The adventurers around the table fall silent.

"Not quite what I meant, I think," the helling seated opposite says gloomily, teacup cradled in her palms, "but horribly likely. Has anyone tried explaining that there are, ah, ways for people to take 'mess with the bard, you get it hard'?"

"Has anyone," Hech says mockingly, "tried explaining to a bard about innuendo—"

The helling sets her cup down and pushes her chair back. "My apologies, Lady Genima," she says curtly. "I'll take my peasant foolishness where it doesn't befoul your air—"

"Happy now, Hech?" the tall sellsword says wearily, in the wake of the helling's retreating back. "The second we reach a city, that girl's going to jump ship for some other outfit where thay're not mean to her.

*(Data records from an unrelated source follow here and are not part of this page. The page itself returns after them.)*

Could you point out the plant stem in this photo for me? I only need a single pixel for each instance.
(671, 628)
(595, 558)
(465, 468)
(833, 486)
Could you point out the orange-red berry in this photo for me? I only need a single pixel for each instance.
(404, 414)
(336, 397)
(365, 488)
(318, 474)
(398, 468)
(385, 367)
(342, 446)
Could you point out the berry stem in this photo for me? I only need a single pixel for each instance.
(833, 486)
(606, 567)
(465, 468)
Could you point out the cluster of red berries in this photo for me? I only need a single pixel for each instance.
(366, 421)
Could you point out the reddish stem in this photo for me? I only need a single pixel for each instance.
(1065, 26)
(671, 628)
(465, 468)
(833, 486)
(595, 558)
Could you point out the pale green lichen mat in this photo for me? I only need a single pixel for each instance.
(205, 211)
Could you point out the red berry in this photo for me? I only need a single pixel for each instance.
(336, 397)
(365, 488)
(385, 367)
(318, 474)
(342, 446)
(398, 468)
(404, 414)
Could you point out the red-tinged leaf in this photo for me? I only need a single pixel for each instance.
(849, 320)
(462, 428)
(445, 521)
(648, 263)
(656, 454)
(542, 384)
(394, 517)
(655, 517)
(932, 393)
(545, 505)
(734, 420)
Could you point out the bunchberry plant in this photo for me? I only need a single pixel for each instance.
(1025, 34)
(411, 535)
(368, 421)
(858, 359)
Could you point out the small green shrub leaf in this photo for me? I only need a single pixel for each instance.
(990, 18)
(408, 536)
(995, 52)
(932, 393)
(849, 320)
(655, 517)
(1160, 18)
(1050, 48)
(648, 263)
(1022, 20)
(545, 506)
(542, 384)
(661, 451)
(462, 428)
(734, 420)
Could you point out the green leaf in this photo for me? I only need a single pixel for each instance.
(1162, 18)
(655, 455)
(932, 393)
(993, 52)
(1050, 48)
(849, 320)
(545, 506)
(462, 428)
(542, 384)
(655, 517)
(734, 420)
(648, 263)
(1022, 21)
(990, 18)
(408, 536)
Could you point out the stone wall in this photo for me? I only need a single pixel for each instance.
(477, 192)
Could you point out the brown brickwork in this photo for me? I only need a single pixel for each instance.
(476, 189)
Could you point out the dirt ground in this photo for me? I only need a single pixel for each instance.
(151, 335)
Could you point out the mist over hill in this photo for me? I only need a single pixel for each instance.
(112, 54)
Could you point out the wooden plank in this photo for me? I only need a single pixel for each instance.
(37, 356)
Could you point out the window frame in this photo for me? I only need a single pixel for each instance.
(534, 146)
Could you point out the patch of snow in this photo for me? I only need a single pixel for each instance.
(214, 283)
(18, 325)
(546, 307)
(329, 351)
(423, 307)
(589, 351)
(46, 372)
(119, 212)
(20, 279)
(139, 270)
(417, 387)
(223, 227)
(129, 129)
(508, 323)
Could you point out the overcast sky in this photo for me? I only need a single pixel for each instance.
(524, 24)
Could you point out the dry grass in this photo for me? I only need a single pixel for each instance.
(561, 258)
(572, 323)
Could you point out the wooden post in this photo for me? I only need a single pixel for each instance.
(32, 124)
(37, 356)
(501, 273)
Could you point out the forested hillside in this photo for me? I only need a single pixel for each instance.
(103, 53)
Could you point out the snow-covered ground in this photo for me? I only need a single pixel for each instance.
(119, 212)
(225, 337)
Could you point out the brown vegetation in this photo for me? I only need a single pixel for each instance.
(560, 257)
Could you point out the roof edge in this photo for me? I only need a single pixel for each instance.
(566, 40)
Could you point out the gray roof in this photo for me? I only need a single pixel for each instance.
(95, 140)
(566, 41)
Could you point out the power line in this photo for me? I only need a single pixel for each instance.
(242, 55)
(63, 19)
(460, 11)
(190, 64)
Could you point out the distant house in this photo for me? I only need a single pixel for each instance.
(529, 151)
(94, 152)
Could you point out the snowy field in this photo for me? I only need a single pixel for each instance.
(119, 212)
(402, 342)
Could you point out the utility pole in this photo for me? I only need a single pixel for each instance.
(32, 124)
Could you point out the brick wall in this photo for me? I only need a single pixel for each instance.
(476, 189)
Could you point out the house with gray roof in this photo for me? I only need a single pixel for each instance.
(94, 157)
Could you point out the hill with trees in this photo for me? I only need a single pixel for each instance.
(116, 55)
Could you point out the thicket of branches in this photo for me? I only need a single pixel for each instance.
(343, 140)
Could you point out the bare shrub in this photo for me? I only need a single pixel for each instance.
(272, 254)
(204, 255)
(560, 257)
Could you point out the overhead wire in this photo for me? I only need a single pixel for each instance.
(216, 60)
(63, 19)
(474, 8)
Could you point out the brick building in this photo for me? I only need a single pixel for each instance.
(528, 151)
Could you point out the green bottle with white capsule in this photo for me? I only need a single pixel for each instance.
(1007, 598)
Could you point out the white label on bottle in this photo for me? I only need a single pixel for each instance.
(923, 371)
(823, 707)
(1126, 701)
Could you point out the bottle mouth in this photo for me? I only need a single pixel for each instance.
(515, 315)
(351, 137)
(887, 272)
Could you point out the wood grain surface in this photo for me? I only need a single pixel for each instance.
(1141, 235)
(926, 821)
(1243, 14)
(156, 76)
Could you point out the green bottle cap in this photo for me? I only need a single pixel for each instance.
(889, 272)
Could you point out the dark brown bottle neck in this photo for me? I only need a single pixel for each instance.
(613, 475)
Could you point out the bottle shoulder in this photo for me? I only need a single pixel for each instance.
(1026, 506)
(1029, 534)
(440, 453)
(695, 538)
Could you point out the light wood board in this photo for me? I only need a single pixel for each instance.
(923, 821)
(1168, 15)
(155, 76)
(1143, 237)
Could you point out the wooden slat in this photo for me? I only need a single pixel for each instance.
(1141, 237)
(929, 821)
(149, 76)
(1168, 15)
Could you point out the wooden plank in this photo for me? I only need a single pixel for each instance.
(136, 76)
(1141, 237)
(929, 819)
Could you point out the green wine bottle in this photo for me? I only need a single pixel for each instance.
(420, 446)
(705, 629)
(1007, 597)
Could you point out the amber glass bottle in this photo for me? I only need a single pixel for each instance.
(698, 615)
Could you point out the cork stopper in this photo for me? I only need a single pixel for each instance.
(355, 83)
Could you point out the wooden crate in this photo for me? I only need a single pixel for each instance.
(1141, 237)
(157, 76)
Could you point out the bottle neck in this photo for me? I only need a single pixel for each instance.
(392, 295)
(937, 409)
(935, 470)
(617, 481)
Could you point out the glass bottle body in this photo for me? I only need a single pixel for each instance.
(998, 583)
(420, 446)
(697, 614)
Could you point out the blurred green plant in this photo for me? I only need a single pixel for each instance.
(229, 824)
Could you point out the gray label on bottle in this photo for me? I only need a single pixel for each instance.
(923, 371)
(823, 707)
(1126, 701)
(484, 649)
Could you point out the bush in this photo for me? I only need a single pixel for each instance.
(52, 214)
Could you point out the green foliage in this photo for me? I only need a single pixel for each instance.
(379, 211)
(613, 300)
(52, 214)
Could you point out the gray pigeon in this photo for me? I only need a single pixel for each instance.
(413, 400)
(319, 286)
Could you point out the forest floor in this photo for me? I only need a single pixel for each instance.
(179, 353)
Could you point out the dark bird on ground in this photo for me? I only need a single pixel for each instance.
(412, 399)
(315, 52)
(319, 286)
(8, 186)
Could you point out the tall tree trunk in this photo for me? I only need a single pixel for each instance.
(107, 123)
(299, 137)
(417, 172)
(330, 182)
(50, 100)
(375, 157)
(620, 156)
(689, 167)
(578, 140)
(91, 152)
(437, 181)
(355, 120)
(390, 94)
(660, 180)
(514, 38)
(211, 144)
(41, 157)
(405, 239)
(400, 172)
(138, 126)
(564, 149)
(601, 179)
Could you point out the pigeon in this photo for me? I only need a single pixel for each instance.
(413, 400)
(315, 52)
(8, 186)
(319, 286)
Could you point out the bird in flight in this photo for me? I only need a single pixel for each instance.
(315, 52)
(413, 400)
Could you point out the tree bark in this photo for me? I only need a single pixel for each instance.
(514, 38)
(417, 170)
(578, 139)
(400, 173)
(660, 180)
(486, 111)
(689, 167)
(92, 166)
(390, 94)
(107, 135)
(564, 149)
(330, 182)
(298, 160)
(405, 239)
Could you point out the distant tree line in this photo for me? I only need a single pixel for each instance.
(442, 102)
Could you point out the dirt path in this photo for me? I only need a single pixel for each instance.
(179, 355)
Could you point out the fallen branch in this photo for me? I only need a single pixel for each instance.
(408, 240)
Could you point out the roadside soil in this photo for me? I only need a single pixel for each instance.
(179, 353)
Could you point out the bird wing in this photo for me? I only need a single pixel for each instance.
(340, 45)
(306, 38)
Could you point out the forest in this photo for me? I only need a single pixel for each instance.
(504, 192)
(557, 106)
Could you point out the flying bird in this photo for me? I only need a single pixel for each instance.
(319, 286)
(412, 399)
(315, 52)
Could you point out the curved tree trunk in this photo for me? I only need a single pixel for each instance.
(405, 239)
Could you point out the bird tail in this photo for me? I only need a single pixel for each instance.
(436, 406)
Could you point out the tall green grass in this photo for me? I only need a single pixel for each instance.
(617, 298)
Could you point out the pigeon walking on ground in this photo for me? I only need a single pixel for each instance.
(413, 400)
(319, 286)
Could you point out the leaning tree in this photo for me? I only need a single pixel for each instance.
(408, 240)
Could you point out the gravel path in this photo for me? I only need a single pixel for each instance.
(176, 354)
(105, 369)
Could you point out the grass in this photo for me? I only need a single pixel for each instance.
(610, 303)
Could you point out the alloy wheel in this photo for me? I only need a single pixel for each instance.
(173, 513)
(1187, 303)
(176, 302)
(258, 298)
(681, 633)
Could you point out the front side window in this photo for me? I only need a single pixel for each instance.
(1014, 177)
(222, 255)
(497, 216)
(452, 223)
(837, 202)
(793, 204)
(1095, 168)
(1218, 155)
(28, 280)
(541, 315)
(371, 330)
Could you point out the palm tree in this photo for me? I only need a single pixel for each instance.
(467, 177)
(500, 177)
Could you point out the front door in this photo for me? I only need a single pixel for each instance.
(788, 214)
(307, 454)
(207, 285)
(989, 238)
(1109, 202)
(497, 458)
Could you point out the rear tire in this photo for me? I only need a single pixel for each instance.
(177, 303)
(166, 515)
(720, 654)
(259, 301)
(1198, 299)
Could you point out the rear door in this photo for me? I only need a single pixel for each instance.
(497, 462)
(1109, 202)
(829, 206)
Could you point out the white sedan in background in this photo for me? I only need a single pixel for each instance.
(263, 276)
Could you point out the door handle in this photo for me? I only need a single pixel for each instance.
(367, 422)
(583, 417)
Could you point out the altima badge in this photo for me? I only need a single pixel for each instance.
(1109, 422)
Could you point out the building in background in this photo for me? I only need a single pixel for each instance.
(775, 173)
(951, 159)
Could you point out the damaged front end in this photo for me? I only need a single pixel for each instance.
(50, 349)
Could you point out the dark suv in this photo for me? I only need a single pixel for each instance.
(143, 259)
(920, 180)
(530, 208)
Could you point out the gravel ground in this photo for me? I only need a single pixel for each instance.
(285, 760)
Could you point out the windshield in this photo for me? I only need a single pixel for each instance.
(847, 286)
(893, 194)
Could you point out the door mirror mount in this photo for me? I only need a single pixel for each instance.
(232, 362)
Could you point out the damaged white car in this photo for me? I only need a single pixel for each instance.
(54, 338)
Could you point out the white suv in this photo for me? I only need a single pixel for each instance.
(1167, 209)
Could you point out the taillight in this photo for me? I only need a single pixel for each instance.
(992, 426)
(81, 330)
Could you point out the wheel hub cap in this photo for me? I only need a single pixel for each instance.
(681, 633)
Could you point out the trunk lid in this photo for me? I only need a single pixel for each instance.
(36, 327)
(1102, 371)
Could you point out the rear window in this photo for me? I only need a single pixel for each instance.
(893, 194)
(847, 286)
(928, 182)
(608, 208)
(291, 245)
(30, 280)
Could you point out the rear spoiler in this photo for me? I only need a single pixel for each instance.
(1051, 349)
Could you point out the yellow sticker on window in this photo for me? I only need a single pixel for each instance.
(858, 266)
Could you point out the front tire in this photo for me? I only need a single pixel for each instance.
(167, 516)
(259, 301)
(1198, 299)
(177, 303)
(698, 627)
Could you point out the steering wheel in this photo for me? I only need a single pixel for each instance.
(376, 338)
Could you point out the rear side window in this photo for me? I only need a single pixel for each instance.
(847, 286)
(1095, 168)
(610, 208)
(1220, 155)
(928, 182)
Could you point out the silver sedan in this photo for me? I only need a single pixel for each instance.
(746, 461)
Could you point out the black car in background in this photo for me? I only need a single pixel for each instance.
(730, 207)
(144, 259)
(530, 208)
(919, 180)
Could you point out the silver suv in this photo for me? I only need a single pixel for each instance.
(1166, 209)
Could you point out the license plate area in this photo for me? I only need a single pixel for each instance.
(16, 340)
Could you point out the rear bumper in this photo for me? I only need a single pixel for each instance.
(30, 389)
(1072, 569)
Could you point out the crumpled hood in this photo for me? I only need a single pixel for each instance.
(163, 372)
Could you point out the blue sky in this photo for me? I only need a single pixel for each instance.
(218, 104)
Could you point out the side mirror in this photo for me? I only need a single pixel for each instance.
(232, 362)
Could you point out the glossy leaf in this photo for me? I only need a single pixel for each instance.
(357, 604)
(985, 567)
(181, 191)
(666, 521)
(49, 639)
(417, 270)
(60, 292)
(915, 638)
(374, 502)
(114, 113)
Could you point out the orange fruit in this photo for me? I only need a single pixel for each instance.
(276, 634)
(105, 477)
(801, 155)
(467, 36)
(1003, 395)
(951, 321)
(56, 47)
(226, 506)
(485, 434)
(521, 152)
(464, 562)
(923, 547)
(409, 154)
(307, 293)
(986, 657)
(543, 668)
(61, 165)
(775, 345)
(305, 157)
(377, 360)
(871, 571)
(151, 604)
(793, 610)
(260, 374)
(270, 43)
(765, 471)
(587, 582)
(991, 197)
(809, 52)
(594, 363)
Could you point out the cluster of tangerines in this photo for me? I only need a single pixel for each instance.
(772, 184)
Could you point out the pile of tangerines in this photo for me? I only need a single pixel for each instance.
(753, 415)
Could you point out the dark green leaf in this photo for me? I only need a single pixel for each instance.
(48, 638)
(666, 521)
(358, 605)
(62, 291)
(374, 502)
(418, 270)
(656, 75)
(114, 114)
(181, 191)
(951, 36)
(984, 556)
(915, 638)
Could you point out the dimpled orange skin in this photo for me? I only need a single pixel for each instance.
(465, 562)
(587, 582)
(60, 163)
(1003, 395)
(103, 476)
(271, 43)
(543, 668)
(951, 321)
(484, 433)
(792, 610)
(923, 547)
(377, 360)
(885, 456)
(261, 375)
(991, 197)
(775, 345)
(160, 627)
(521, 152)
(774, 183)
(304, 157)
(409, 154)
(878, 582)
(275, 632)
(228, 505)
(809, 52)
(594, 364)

At this rate, we'll be lucky if she pauses on her way to tell us she's going; and then we're down a healer. Again."

Hech lifts her chin, shoulders tense. "No," she says, with a cool and glasslike lack of expression. "I am not happy now."

Across the tavern, the helling skips from bar to table, plunks one of two steins down in front of the bard, slings an arm around his shoulders, and in fair imitation of the overloud earnestness of drunks, begins: "You know, if you're always going on about your hardness because, you know, you're the only man adventuring along with all these powerful women, nobody thinks any the less of you! Have people made fun of you? If you just ask, we'd all be happy to back you up against any mockery of your virility! Obviously I'd rather brick myself up than verify with my own senses, but that's nothing personal at all—"

The sellsword barks with laughter as the bard, wide-eyed and disconcerted, says something low and hurried back.

"No no but it's cruel and demeaning to define a man by his erectile function!" the helling declaims near the top of her voice. "We'll tell them! Who was it? Come on, you're always talking about it, it must have hurt your feelings deep! I'll tell them myself that the dockside alleyway skirt-hoisters in Vermus Tep were happy to take your coin for a five-minute fumble!—"

"We ought probably put a stop to that," the sellsword says, smiling; she crosses her outthrust legs under the table, and takes a leisurely sip of tea.